Don’t get me wrong. At this stage, I believe the Belt and Road initiative is much more hype than substance, but the US seems to have been flat-footedly oblivious to its massive diplomatic significance. As I wrote in July last year: “The fact that the “One Belt, One Road” concept is likely to be empty of short-term significance from a strict trade and investment point of view does not in any way dilute its huge significance to Beijing leaders who view progress a century at a time.

“This is an attempt to provide a new prism with which to view the world economy, and the global balance of power – not a prism hovering over the Atlantic, but one firmly over China, with the “Stans”, Europe and Africa to the West, and the Pacific sea lanes going east. It is a concept wedded to global diplomacy, not global trade, but that makes it no less significant.”

The Belt and Road concept is in some respects a chimera. Most of the members of this 65 economy grab-bag (with China itself accounting for about one third of its population and two thirds of its GDP) already have well-ordered trade and investment relationships with China. The EU accounts for 28 of the 65 economies, and the ASEAN states another 10.

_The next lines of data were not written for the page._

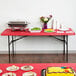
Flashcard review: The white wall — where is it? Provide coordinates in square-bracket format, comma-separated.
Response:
[0, 0, 76, 52]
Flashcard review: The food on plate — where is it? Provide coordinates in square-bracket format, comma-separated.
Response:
[31, 27, 41, 30]
[7, 65, 19, 71]
[44, 29, 54, 32]
[23, 71, 36, 76]
[21, 65, 33, 71]
[2, 72, 16, 76]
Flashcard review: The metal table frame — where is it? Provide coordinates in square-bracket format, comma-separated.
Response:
[8, 35, 68, 63]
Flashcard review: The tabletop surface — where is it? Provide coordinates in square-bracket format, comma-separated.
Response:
[1, 28, 75, 36]
[0, 63, 76, 76]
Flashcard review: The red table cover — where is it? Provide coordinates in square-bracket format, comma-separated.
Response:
[0, 63, 76, 76]
[1, 28, 75, 36]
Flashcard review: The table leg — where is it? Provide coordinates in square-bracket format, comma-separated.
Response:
[8, 36, 11, 63]
[12, 36, 14, 56]
[66, 36, 68, 62]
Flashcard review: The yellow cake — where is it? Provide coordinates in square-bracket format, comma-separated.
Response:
[46, 67, 74, 76]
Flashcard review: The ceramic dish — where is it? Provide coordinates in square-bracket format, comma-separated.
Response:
[6, 65, 19, 71]
[23, 72, 36, 76]
[21, 65, 34, 71]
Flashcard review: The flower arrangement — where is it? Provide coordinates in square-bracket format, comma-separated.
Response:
[40, 15, 52, 29]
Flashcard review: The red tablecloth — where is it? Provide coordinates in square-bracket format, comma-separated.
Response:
[0, 63, 76, 76]
[1, 28, 75, 36]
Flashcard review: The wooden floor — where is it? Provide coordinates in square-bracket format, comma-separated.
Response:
[0, 54, 76, 63]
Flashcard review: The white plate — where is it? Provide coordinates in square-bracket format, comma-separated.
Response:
[59, 28, 69, 31]
[0, 69, 2, 73]
[6, 66, 19, 71]
[2, 73, 16, 76]
[22, 72, 37, 76]
[21, 65, 34, 71]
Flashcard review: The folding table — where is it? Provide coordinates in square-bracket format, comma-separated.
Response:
[1, 28, 75, 63]
[0, 63, 76, 76]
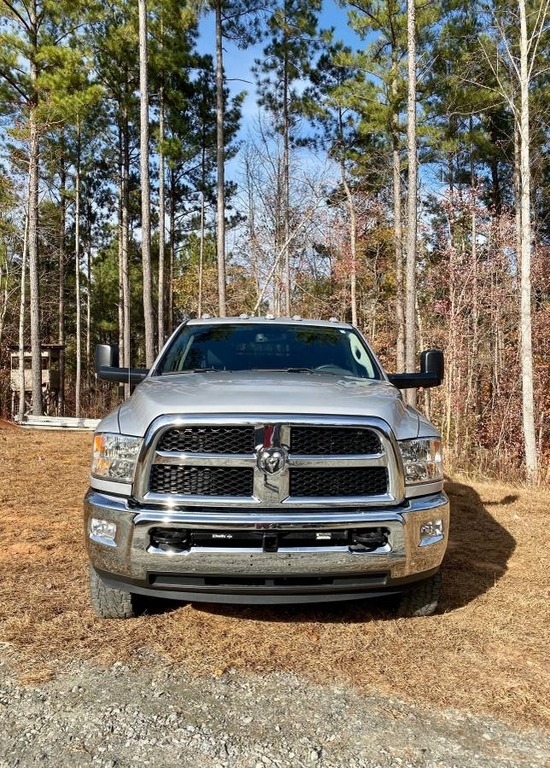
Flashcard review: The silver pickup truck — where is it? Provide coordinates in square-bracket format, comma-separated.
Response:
[84, 317, 449, 618]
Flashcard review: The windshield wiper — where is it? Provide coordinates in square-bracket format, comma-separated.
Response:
[161, 368, 229, 376]
[247, 368, 313, 373]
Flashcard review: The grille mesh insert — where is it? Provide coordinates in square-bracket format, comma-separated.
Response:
[157, 426, 254, 455]
[290, 467, 388, 497]
[151, 464, 254, 496]
[290, 427, 382, 456]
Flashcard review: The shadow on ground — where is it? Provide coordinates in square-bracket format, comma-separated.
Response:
[440, 481, 517, 611]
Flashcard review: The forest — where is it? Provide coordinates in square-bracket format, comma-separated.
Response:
[0, 0, 550, 484]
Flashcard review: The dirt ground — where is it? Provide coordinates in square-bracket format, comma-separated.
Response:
[0, 422, 550, 728]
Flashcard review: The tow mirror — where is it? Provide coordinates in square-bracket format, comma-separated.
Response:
[94, 344, 149, 384]
[388, 349, 445, 389]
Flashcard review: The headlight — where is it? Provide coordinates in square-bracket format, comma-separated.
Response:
[92, 432, 142, 483]
[399, 437, 443, 485]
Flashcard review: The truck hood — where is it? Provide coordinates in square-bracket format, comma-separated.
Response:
[109, 371, 437, 440]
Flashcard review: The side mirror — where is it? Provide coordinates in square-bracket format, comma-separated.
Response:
[420, 349, 445, 387]
[94, 344, 118, 375]
[94, 344, 149, 384]
[388, 349, 445, 389]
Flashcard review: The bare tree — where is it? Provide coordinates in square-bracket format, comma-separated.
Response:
[483, 0, 550, 482]
[405, 0, 417, 405]
[139, 0, 155, 367]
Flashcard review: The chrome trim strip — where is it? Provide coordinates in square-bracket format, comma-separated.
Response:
[134, 413, 405, 508]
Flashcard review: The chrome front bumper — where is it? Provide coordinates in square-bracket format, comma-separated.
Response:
[84, 489, 449, 603]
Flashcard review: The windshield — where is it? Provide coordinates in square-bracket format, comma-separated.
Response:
[155, 323, 380, 379]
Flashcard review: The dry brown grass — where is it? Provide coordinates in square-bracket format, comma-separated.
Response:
[0, 423, 550, 727]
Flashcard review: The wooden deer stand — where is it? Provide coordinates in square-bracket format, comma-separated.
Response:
[10, 344, 63, 418]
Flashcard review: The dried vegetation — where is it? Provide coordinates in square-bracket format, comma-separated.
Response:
[0, 422, 550, 727]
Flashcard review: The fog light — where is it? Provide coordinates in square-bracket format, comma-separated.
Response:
[418, 517, 445, 547]
[90, 517, 116, 547]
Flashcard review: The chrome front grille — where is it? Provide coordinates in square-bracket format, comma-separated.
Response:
[135, 415, 403, 511]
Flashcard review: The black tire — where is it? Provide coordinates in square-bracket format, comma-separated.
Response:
[90, 566, 137, 619]
[397, 571, 443, 618]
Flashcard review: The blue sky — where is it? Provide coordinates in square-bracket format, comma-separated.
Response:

But three things make the Belt and Road concept distinct. First, the inclusion of the vast and neglected region of “stans” in Central Asia – from Pakistan and Afghanistan in the east to Uzbekistan and Turkmenistan abutting the Caspian Sea, and Azerbaijan and Georgia beyond, linking to Turkey and the convulsive Islamic states around Iran and Iraq. Second, the clear priority given to infrastructure-building. And third, attention willfully turned away from the US.

Bringing the “stans” into the world economy is a truly radical step. But from a trade and investment point of view, these will take decades to amount to anything from the vantage point of a private sector business. Note that the “stans” all together account for 12 per cent of the Belt and Road’s population, but just 1.7 per cent of its GDP – with almost half of this accounted for by Kazakhstan’s oil and gas. They have neither people nor the markets worth a dime. But I believe that China’s embrace of the “stans” has little to do with trade or business. Above all else it is aimed at trying to stabilise a region that is dangerously vulnerable to some very ugly Islamic radicalism, which Beijing very much does not wish to see infecting its eastern Islamic provinces.

The priority being given to infrastructure-building is also radically important – not just because of the urgent region-wide need for more investment in infrastructure, but because it reflects a fundamentally new attitude to how the wealthy world helps the world’s impoverished economies. Listen even briefly to AIIB chief, Jin Liqun, and you hear harsh words about the failings of the west’s “bleeding heart” aid strategies that have prevailed for the past half century. Jin is clear: developing economies need infrastructure, not aid, if they are to lift themselves out of poverty.

The best test case for this philosophy at present is Pakistan, which has peddled slowly and painfully backwards in spite of billions of western aid since I lived there, beyond Peshawar close to the Khyber Pass, almost half a century ago. With US$55bn of Chinese investment already committed to 21 power plants, thousands of miles of roads, development of Gwadar port close to the Horn of Africa, and numerous Special Economic Zones, Pakistan may at last begin to lift itself out of the mire.

It is not yet too late for the US to reverse Obama’s diplomatic misjudgment. A welcome mat remains in place whenever it decides to join either the Belt and Road, or the AIIB as they begin to gain importance in coming years. But I sense our American Apprentice may not be the man willing to knock at the door. On the contrary, if his over-hasty withdrawal from the 12-economy Trans-Pacific Partnership (TPP) is any guide, he seems inclined to repeat Obama’s mistakes rather than to learn from them. If the “TPP 11” economies, meeting this weekend in Hanoi alongside the APEC Trade Ministers meeting, can salvage a deal in spite of US withdrawal, he will be left to repent at leisure. American companies – and America’s diplomatic standing in Asia – will be the victims.